2020-07-15T08:36:22.5375936Z xud-Alice-1594802059.log
2020-07-15T08:36:22.5439524Z 15/07/2020 08:34:20.328 [CONNEXT] trace: sending request to /mnemonic: {"mnemonic":"fashion trial glance afraid silk name benefit loud antique state reason volume mountain drop error snake clarify engage thrive orphan olive outer cart scheme"}

2020-07-15T08:36:22.5537966Z xud-Alice-1594801569.log
2020-07-15T08:36:22.5570972Z 15/07/2020 08:27:00.537 [CONNEXT] trace: sending request to /mnemonic: {"mnemonic":"goose satoshi dumb fun eight globe deer asset raise twin when domain brand poem spin small slight online brand outer guide mix winner maple"}

2020-07-15T08:36:22.5601336Z xud-Alice-1594801879.log
2020-07-15T08:36:22.5635509Z 15/07/2020 08:31:20.262 [CONNEXT] trace: sending request to /mnemonic: {"mnemonic":"measure render frozen evidence true parade have six frog food oblige maple dove decorate lizard seat pitch afford ridge ivory mammal stay inspire chapter"}

2020-07-15T08:36:22.5774951Z xud-Alice-1594801651.log
2020-07-15T08:36:22.5807057Z 15/07/2020 08:27:32.776 [CONNEXT] trace: sending request to /mnemonic: {"mnemonic":"coil divide obvious answer maple predict addict pride magnet ozone obey advance mass ability fall ordinary giraffe junk ankle company lounge exist rebuild cool"}

2020-07-15T08:36:22.6003372Z xud-Alice-1594801698.log
2020-07-15T08:36:22.6034928Z 15/07/2020 08:28:20.206 [CONNEXT] trace: sending request to /mnemonic: {"mnemonic":"alley enough rally early wife empty boil traffic empty tennis attract spray ethics despair spread like traffic soap sock caution edit confirm act strong"}

2020-07-15T08:36:22.6644918Z xud-Alice-1594801754.log
2020-07-15T08:36:22.6674273Z 15/07/2020 08:29:15.228 [CONNEXT] trace: sending request to /mnemonic: {"mnemonic":"weekend warfare obscure million evolve hat vacant weasel coast notable spot thing custom sound hurt unveil exotic fetch life please siege people goat flag"}

2020-07-15T08:36:22.6746530Z xud-Alice-1594801633.log
2020-07-15T08:36:22.6776547Z 15/07/2020 08:27:15.033 [CONNEXT] trace: sending request to /mnemonic: {"mnemonic":"brother captain depend armor hero oxygen father bless giggle task sausage sample fly blue special bulb ship actual any candy frog fix farm basic"}

2020-07-15T08:39:52.2768188Z xud-Alice-1594802260.log
2020-07-15T08:39:52.2817649Z 15/07/2020 08:38:24.993 [CONNEXT] trace: sending request to /mnemonic: {"mnemonic":"unusual quarter also evil deputy magic walk arrow matrix mind attitude happy lonely raw pill quarter indoor arctic coral blood duck pass impact start"}

2020-07-15T08:39:52.3177703Z xud-Alice-1594802311.log
2020-07-15T08:39:52.3210686Z 15/07/2020 08:38:32.524 [CONNEXT] trace: sending request to /mnemonic: {"mnemonic":"wisdom warrior swarm equip crowd blush square swift sort region scare bullet cinnamon deal talent eight pond amused margin napkin document own basket prevent"}

All of the xud logs started with:

2020-07-15T08:39:52.3178582Z 15/07/2020 08:38:32.067 [RPC] debug: Could not load gRPC TLS certificate. Generating new one

which also suggests that the private key was also created. How is the data directory of xuds handled within the test suite?

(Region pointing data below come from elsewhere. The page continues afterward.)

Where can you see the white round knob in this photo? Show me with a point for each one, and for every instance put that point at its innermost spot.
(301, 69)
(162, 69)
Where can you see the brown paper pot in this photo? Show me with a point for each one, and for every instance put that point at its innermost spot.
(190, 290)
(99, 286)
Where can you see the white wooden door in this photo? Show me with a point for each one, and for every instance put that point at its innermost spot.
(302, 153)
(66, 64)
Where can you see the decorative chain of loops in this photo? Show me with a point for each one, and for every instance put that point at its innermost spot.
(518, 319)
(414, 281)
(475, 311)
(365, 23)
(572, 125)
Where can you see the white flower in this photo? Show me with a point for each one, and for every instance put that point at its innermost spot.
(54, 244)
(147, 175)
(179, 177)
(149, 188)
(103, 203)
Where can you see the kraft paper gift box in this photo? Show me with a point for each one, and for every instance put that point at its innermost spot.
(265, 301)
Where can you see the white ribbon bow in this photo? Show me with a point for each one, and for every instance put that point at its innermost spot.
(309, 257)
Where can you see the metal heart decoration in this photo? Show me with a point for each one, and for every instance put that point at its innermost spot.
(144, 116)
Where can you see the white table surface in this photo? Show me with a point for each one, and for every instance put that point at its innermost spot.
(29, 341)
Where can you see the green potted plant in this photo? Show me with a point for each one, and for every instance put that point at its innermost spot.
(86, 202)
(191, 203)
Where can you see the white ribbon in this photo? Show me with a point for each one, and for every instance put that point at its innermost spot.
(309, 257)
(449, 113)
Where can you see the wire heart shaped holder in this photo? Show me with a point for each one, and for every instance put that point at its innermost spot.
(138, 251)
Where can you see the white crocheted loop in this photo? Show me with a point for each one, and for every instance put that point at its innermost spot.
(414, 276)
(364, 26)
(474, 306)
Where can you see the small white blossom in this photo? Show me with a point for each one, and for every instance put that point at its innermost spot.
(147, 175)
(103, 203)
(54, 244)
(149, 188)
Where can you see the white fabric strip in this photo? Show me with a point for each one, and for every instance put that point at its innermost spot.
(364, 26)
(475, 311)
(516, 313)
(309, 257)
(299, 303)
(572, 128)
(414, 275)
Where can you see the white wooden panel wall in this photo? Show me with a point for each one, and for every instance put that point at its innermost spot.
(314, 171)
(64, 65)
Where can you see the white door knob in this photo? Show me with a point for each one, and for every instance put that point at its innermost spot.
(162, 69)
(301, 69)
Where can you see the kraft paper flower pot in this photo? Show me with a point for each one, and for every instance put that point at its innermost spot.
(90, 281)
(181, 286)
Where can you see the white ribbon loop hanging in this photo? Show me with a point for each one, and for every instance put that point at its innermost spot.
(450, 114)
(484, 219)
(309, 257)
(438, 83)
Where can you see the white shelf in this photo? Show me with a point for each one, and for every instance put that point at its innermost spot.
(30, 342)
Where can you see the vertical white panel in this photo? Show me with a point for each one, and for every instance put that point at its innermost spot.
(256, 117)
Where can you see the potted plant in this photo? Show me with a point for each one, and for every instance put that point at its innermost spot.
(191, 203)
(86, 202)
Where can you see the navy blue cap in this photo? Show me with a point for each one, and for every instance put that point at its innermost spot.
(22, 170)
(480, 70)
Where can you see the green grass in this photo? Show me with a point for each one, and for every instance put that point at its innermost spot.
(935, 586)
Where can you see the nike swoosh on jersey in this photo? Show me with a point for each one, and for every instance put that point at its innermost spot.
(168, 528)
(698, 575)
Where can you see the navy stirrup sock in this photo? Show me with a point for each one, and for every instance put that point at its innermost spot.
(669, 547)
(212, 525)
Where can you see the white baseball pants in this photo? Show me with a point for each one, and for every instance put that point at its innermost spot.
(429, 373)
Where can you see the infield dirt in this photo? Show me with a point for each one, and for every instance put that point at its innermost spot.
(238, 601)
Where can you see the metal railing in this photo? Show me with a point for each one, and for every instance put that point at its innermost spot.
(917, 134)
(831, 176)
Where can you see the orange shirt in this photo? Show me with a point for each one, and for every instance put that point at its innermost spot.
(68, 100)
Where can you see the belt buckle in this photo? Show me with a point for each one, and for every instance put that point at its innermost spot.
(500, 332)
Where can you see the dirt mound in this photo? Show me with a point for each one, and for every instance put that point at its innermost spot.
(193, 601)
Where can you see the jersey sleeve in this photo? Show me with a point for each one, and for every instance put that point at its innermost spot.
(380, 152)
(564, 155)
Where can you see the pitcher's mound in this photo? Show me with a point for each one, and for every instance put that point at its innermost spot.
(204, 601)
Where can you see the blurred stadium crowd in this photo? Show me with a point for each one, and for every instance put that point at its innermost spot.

LePremierHomme commented 4 years ago

On every network launch (btcd, ltcd, lnd-btc nodes, lnd-ltc nodes, connect-client nodes, xud nodes), each node instance gets it's own datadir, which get deleted on the network teardown. This happens also when we're switching xud with the custom-xud version. So what you described is the expected behaviour.

In the case of the test scenario, the xud node instance lives throughout the connext-client crash/re-start, so it's expected to have the same private key and to use the same mnemonic.

LePremierHomme commented 4 years ago

The problem is due to the re-init of the same connext client with different seeds during its lifetime, even if the secondary init happened before the HTLC was activated. It's currently not supported by connext client.